Forgetting the very strange occurrence of Gemma’s appearing in the middle of the night under Waterloo Bridge, all Benny could say was, “Not again!” before he fell right back on his pallet.

Fifty-three

The knock on the door wrenched Jury from a sleep as deep and as soft as the down comforter that covered him and the Italian sheets he lay between. The knock was followed by Ruthven’s entrance, in robe and slippers, to tell the superintendent he had a phone call and to place a telephone by his bed.

Last night, Ruthven had brought him a nightcap on a silver tray and asked him if he required anything else. Looking around, Jury had said, “Only to stay in this room in my declining years.”

Ruthven had tittered and remarked that the superintendent offered no visible signs of any decline.

The room, Jury thought, as he’d looked around it, was an antidote to a life of lumpy mattresses, threadbare carpets, sprung sofas.

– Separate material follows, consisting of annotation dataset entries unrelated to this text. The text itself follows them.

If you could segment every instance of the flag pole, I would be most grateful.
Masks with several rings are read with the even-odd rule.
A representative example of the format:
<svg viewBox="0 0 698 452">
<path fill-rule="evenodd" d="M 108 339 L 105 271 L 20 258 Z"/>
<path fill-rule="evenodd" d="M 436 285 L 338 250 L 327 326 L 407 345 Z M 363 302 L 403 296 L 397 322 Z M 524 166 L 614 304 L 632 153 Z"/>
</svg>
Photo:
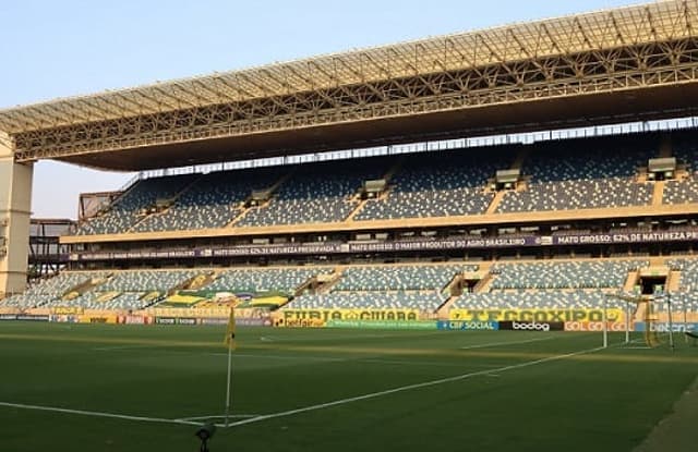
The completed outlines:
<svg viewBox="0 0 698 452">
<path fill-rule="evenodd" d="M 232 346 L 228 345 L 228 382 L 226 384 L 226 427 L 230 417 L 230 384 L 232 376 Z"/>
</svg>

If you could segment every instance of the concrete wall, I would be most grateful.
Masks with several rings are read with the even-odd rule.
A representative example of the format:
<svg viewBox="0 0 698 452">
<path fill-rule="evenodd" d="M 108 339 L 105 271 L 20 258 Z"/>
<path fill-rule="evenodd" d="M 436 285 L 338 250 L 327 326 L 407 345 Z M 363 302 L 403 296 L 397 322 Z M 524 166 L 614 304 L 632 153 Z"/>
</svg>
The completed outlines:
<svg viewBox="0 0 698 452">
<path fill-rule="evenodd" d="M 0 294 L 26 289 L 34 167 L 14 162 L 12 144 L 0 132 Z M 0 247 L 2 239 L 0 239 Z"/>
</svg>

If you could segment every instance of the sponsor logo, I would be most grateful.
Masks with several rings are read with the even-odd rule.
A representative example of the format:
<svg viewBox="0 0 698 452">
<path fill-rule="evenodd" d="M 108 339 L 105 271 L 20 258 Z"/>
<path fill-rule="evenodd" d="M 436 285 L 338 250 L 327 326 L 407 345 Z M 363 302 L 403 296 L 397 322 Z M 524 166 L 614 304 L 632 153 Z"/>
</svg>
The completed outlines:
<svg viewBox="0 0 698 452">
<path fill-rule="evenodd" d="M 194 318 L 178 318 L 177 319 L 177 325 L 196 325 L 196 319 Z"/>
<path fill-rule="evenodd" d="M 174 317 L 156 317 L 155 322 L 157 325 L 174 325 Z"/>
<path fill-rule="evenodd" d="M 48 316 L 32 316 L 28 314 L 20 314 L 17 316 L 17 320 L 48 321 Z"/>
<path fill-rule="evenodd" d="M 613 308 L 606 310 L 609 321 L 622 321 L 625 313 Z M 507 321 L 553 323 L 565 321 L 602 321 L 603 309 L 450 309 L 449 320 Z"/>
<path fill-rule="evenodd" d="M 562 321 L 506 320 L 500 322 L 500 329 L 514 331 L 563 331 L 565 323 Z"/>
<path fill-rule="evenodd" d="M 537 323 L 537 322 L 524 322 L 516 321 L 512 322 L 513 330 L 535 330 L 535 331 L 550 331 L 550 323 Z"/>
<path fill-rule="evenodd" d="M 281 309 L 289 320 L 419 320 L 417 309 Z"/>
<path fill-rule="evenodd" d="M 633 325 L 630 325 L 633 329 Z M 625 331 L 625 323 L 617 321 L 606 322 L 607 331 Z M 566 321 L 565 331 L 603 331 L 602 321 Z"/>
<path fill-rule="evenodd" d="M 440 330 L 498 330 L 500 322 L 497 321 L 457 321 L 457 320 L 440 320 L 436 327 Z"/>
</svg>

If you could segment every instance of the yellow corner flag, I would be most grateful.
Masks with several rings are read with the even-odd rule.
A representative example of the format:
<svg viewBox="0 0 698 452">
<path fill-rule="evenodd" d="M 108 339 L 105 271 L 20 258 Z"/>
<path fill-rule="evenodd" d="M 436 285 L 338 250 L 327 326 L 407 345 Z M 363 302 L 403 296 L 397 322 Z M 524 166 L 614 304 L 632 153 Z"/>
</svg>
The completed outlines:
<svg viewBox="0 0 698 452">
<path fill-rule="evenodd" d="M 236 308 L 230 307 L 230 319 L 228 320 L 228 329 L 226 330 L 226 339 L 222 341 L 230 350 L 236 350 Z"/>
</svg>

One wall was filled with shelves of books and, at intervals along those shelves, small brass lamps were bolted, to cast light on whatever section one might want to explore. In front of the bookshelves sat a leather arm chair of a red so deep it was black in the shadows, and a table to hold one’s tea cup or one’s whiskey glass. It was an arrangement that all but begged the room’s occupant to pluck out a book and sit down. The wall opposite this was full of windows and velvet curtains. Jury had looked down at a white and crumbling statue in the rear garden by a small pool overhung with willows. All in all, this was the most romantic room Jury had ever seen, the most complete, the most becalmed. He thought, climbing into the sensuous bed the night before, that he could sleep for a year.

Instead, this telephone appeared at 3:30 A.M. with a call from the City police. It was Mickey, who told Jury what had happened-or as much as he knew-and to whom. “But she won’t tell anybody the details, except you or Ambrose. Who’s Ambrose?” asked Mickey.

“A friend. How can she be so cool about it? My God, she’s only nine.”

“Don’t forget the dog; he can’t be more than two or three.”

Jury was already standing by this time. He said, “I’ll be right there.”

“At Croft’s house. The kids are here. You apparently know these kids; they certainly know you. I’d like to get more than monosyllables out of the girl.”

“Ask the dog.”

“Very funny.”

“Miss Tynedale, a.k.a. Riordin, has been taken to hospital. Couple of bumps on the head, but nothing serious. She’s awake but not talking. The one I want to go after is her mother. What about the kids?”